Q and A

Question

Is this herbal study from IAS in Rome a cure?

Hi simon, hope you’re fine.

I followed the IAS deliberations in rome closely. However i just want to know if there was any from our reliable source [i-base] was there.

The reason is that there is a man forwarding mails that his medicine was proved to cure hiv and aids. The poster at Rome is at:
http://pag.ias2011.org/Abstracts.aspx?AID=2092

I’ll wait for your answer.

Answer

Hi Bernhard

Thanks for forwarding this. We were lucky enough to be in Rome for this conference and our reports will come out shortly. I’ve taken out the website you reference because I don’t want to publicise unsubstantiated claims. I’ve include the weblink to the IAS poster because that is still open access, unless IAS chose to remove it in the future.

Although I didn’t see this poster at the meeting – which make me think that perhaps it was not presented – I’d heard something about a herbal treatment in Zambia a few months ago and asked for more detail then but heard nothing back.

There is so little to go on in the poster that it is difficult to comment.

There is no real info on these people, if they exist, in terms of even their basic CD4 and VL histories, ages, duration of HIV infection etc at baseline and so nothing to compare it too afterwards. There is nothing.

Someone claiming that viral load is reduced needs to say what it was beforehand. These could all be HIV-negative people in the first place.

The neat test tube picture is nonsense to me.

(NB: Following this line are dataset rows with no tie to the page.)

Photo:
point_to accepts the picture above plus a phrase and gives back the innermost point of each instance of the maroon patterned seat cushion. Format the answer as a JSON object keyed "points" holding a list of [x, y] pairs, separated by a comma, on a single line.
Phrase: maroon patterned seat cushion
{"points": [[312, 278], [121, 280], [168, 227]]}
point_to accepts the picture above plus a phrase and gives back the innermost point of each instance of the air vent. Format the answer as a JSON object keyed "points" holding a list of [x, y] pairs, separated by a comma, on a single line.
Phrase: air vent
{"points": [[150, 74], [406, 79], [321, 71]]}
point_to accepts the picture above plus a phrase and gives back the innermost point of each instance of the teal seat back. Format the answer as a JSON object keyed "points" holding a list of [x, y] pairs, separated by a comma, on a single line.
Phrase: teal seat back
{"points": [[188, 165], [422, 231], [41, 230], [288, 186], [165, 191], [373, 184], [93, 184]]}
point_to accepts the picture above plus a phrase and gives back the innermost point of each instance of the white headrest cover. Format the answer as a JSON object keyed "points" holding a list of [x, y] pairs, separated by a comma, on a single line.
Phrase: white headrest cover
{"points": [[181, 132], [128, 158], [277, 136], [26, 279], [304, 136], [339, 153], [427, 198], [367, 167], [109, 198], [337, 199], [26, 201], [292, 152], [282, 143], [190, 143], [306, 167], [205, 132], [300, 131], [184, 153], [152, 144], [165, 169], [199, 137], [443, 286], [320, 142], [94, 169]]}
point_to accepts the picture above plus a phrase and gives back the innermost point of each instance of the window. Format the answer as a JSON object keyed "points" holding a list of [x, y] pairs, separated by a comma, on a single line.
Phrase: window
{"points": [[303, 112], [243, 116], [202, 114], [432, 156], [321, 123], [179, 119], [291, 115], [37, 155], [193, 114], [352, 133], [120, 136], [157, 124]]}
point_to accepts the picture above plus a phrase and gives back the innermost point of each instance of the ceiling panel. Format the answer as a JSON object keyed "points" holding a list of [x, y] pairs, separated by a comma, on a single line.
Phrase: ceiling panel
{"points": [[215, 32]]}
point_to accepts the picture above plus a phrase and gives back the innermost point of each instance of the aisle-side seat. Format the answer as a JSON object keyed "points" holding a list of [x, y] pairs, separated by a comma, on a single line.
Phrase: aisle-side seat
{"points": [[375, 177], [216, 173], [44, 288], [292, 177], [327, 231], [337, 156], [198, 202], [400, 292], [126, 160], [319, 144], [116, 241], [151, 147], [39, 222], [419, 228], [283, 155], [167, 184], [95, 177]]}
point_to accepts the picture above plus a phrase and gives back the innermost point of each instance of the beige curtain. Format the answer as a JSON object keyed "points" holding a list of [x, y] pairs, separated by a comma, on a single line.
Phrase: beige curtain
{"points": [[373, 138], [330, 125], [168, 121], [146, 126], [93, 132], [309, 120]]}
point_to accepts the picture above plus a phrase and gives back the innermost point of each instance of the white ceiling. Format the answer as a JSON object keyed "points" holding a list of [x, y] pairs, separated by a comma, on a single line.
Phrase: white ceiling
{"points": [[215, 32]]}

There is no single test where the results show antiviral activity and toxicity in one go.

There is no information on dose, when and what was given, pills, powder, injection, dilution etc.

On safety, you know from randomised studies that people get side effects from every placebo. If you gave 20 people a glass of water that they thought was a treatment, a few would report headaches, diarrhoea or nausea. To say there is no side effects is rubbish.

More seriously, the mechanism for a treatment and a cure are very different.

There is no science in this paper. Without this, it is just gossip and hearsay.

I can’t prove that the claims are not true, because there is nothing here to talk about. I am not saying this is lies or is being made up, just that the people presenting the work haven’t shown any evidence to support their claims.

Something as important as an HIV cure, would have been worth including a few facts.

I am concerned that it passed a review process to be submitted to the IAS meeting but unfortunately I have seen other things in the past.

This is damaging because it raises peoples hopes for something that is so unsupported by even the slightest evidence. It diverts people from focussing on real medicines that can prove their benefits in proper careful studies.

Unfortunately, if something seems to good to be true, it usually is too good to be true. It is not true.

I’m sorry not to be more positive but there is nothing here to go on.

i-Base reports form IAS will be coming out in the next few weeks – there was lots of news there, especially on how ARV treatment reduces the risk of transmission, but also new drugs, and real research into a cure.